I’m not sure if I’d classify myself as someone who runs “a lot”. It depends on my audience. To non-runners, yes, I probably do run a lot. To people training for marathons, I don’t log that many hours or miles. I run about 5-6 times a week, probably averaging an hour for most of my runs. But it’s enough time to become aware of the often asked question :”What do you think about when you’re running?” I’ve been asked this question a number of times and I usually answer with something vague like “nothing” or “anything”. The truth is I don’t really know. Once you start thinking about what you’re thinking about, you become too self-conscious and the “what” of what you’re thinking about becomes what you’re thinking about.
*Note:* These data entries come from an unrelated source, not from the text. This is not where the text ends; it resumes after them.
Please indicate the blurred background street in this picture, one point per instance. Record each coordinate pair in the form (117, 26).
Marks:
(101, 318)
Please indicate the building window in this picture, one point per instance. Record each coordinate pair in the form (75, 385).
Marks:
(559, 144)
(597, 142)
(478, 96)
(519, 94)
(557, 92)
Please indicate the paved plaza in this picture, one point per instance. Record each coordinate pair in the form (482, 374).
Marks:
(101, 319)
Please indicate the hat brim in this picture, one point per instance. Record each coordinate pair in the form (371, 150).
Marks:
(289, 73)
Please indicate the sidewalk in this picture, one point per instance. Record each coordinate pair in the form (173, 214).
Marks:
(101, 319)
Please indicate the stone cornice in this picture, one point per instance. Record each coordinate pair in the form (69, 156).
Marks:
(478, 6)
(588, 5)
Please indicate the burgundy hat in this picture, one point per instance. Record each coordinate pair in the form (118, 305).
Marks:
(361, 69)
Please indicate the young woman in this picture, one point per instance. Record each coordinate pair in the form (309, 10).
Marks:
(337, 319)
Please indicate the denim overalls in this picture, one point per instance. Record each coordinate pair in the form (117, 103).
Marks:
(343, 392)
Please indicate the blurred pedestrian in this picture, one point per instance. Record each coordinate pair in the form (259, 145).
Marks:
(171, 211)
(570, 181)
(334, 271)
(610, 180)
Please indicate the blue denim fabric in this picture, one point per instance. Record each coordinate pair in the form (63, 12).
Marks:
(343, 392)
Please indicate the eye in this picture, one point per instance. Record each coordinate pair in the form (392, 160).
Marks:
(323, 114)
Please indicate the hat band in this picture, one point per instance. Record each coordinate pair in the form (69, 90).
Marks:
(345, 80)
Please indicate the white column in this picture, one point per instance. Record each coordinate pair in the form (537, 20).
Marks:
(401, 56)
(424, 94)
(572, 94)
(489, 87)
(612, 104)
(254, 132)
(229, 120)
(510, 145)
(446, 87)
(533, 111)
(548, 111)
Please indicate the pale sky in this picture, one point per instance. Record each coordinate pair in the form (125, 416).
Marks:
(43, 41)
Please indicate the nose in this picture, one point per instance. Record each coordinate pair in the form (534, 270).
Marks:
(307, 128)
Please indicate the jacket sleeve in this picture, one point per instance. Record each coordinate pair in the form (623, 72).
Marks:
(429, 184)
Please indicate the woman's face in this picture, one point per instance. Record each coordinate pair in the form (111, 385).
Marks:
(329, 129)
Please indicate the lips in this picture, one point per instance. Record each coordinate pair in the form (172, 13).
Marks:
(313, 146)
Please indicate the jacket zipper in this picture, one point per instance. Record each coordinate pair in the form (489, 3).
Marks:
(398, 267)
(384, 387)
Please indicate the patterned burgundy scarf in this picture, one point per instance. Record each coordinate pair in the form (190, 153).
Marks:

But I was disturbed by a recent study that came out published by The Atlantic on What runners are thinking. It examined the thoughts of 10 runners who were training for marathons or half marathons. The study found that 40% of the time the runners were thinking about pace and distance. 32% of the time they were thinking about pain and discomfort. And the remaining 28% of their thoughts were focused on their environment.
As I said, I don’t know what I usually think about, but I just looked at those statistics and thought “that’s not me”.
I can recall one run where I didn’t have a watch but vaguely had an idea of what route I wanted to do. I changed course partway through and a while later I found myself back home. I tried to remember where I had just run but had no clue. I’d gone on automatic pilot on one of my routes, but with no watch I had no reference point. My mind had slipped into neutral and remained there for the course of my run. Pretty sure that one wasn’t an hour, but who knows?
After reading the above mentioned study I became aware of what I was thinking. But sometimes only after the fact. The other day I did run for a full hour (I timed that one), and about 10 minutes before finishing I realized that for the entire run I had been replaying a funny YouTube clip of Will Ferrell in my head. It was an 8 minute clip. I had been chuckling about it to myself for 50 minutes!
I’m not sure what all this says about my intellectual depth, but I do know that my mind likes going to these “happy places”. I also know that if 72% of my time spent running required thought power and mental energy vs. an opportunity to mentally check-out, I would definitely be doing a lot less of it!